Contaminazioni artistiche tra musica, arti visive, comunicazione di massa, design e architettura

Descrizione: 

Nel ventennio che va dai primi anni Sessanta alla fine dei Settanta, anche Firenze viene travolta dalla forza centripeta delle contestazioni politiche e sociali e vive un momento segnato da una grande vitalità culturale ma anche da forti contraddizioni.

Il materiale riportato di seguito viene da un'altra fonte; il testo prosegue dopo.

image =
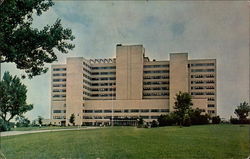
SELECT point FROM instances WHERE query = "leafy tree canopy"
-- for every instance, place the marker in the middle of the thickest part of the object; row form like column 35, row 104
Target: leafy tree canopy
column 242, row 110
column 72, row 119
column 12, row 98
column 27, row 47
column 183, row 102
column 40, row 120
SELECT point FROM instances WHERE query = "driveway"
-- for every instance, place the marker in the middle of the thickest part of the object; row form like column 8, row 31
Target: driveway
column 12, row 133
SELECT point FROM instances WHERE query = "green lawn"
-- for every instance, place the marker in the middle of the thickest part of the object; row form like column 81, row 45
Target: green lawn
column 209, row 141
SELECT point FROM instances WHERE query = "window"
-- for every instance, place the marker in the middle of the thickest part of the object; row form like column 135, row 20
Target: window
column 158, row 71
column 211, row 111
column 203, row 64
column 97, row 111
column 59, row 85
column 59, row 69
column 210, row 105
column 59, row 80
column 164, row 110
column 87, row 117
column 107, row 111
column 88, row 111
column 156, row 66
column 154, row 117
column 144, row 110
column 59, row 74
column 154, row 110
column 100, row 68
column 202, row 70
column 56, row 111
column 134, row 110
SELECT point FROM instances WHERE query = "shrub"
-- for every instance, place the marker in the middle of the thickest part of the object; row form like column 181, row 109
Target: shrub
column 237, row 121
column 167, row 120
column 4, row 126
column 140, row 123
column 154, row 124
column 216, row 120
column 197, row 118
column 234, row 121
column 186, row 120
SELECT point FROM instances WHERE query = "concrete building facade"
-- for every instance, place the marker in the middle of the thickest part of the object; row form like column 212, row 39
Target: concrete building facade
column 98, row 91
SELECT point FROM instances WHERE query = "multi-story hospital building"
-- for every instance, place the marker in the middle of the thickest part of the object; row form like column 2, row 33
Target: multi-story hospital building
column 129, row 86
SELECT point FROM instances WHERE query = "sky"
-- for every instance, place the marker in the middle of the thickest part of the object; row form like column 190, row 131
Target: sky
column 210, row 29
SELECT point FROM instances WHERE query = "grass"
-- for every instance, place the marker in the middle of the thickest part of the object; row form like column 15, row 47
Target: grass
column 208, row 141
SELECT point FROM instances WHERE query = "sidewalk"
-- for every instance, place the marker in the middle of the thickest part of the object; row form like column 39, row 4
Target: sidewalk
column 12, row 133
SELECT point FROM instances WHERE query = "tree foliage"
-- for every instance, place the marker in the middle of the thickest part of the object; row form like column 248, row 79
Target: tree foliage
column 216, row 120
column 168, row 119
column 183, row 102
column 72, row 119
column 22, row 121
column 27, row 47
column 12, row 98
column 40, row 120
column 242, row 110
column 197, row 118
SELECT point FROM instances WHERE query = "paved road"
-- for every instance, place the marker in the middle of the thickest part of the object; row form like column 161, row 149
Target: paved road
column 12, row 133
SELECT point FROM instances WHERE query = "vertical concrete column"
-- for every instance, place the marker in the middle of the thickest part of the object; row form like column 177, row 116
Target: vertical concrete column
column 129, row 72
column 178, row 76
column 74, row 89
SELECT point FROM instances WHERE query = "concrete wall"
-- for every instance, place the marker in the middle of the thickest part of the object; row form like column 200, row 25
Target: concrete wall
column 129, row 72
column 178, row 76
column 74, row 89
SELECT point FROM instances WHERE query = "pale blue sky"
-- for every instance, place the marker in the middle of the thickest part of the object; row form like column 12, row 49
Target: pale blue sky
column 203, row 29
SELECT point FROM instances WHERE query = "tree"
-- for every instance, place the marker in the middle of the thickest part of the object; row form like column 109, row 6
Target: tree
column 242, row 110
column 140, row 122
column 216, row 120
column 72, row 119
column 154, row 124
column 12, row 98
column 197, row 118
column 40, row 120
column 27, row 47
column 167, row 120
column 22, row 121
column 182, row 103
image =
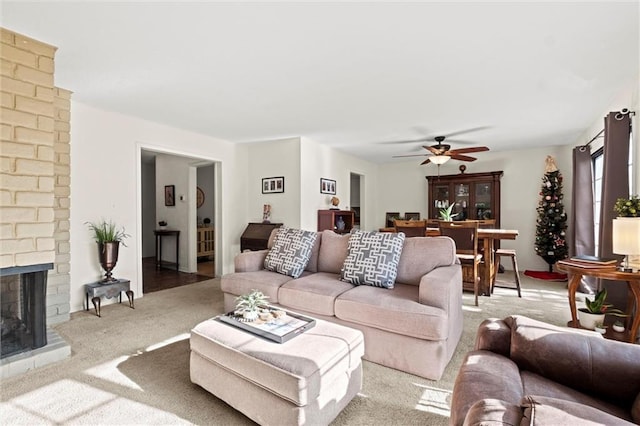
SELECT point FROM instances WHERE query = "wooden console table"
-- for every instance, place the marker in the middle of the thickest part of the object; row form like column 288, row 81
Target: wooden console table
column 110, row 290
column 159, row 233
column 633, row 283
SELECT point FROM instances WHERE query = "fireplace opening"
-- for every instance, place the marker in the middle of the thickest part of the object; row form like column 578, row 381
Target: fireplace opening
column 23, row 316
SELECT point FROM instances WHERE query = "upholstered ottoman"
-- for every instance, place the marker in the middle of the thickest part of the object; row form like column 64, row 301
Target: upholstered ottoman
column 305, row 381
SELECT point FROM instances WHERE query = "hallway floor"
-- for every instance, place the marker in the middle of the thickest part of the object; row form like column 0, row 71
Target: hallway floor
column 160, row 279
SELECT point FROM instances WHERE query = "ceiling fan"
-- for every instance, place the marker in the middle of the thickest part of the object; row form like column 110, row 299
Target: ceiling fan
column 441, row 153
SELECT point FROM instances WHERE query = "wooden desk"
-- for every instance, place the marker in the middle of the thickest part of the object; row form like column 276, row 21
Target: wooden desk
column 488, row 237
column 633, row 283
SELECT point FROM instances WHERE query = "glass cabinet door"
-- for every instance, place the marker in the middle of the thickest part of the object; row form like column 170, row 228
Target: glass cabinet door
column 440, row 199
column 461, row 199
column 483, row 201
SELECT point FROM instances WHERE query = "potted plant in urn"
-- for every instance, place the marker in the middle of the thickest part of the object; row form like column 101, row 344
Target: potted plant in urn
column 248, row 305
column 595, row 310
column 108, row 236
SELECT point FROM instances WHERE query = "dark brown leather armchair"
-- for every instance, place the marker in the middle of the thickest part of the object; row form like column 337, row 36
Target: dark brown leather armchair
column 524, row 371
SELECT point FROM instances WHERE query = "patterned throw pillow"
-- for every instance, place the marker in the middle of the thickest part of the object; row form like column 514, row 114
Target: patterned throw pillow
column 290, row 252
column 373, row 258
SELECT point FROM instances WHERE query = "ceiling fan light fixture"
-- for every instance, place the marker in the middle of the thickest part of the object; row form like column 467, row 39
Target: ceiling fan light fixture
column 439, row 159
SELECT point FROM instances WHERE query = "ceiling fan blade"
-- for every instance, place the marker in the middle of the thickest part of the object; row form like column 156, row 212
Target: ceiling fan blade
column 409, row 155
column 462, row 157
column 468, row 150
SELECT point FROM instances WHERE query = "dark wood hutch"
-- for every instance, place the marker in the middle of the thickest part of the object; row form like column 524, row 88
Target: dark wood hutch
column 474, row 195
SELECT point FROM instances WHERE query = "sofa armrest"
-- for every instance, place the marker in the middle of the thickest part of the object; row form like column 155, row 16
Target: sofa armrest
column 484, row 375
column 601, row 367
column 442, row 287
column 250, row 261
column 494, row 335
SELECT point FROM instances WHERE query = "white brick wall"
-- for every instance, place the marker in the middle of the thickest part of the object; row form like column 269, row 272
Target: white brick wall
column 34, row 165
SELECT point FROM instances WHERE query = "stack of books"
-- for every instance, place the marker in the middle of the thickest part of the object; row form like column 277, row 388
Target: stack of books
column 592, row 262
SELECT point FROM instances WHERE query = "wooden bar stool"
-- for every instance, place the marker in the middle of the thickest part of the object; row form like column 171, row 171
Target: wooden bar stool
column 512, row 254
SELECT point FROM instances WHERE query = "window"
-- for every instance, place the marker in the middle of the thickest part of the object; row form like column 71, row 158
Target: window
column 598, row 166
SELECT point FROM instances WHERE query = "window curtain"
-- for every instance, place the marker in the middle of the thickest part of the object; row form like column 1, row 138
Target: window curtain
column 615, row 184
column 582, row 218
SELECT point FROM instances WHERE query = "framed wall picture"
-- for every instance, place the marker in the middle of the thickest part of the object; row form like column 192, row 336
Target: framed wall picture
column 327, row 186
column 169, row 195
column 273, row 185
column 389, row 217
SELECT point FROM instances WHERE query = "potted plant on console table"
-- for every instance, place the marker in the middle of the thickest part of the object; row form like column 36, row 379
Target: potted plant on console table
column 108, row 236
column 626, row 228
column 594, row 311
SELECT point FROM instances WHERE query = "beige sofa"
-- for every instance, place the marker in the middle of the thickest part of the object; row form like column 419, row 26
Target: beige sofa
column 414, row 327
column 526, row 372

Sono gli anni in cui a Palazzo Strozzi nasce la Biennale Internazionale della Grafica d’Arte e si aprono nuovi centri di produzione come il Centro Proposte di Lara Vinca Masini, dedicato all’arte neo-concreta e programmata, alla musica elettronica e all’architettura; il Centro Tèchne, fondato da Eugenio Miccini, e la casa editrice Centro Di. Nonostante il dramma dell’alluvione del 1966, si afferma in città la ricerca di un nuovo lessico, pragmatico e comunicativo, impegnato nella società, critico nei confronti della civiltà dei consumi, della guerra, della condizione femminile e dell’omofobia. Negli anni in cui a Venezia trionfa la Pop Art (1964, 1966) e a Genova Germano Celant presenta l’Arte Povera (1967), a Firenze nasce la Poesia Visiva (1963), viene istituita la prima cattedra italiana di musica elettronica (1965) e muovono i primi passi gli architetti radicali (1966).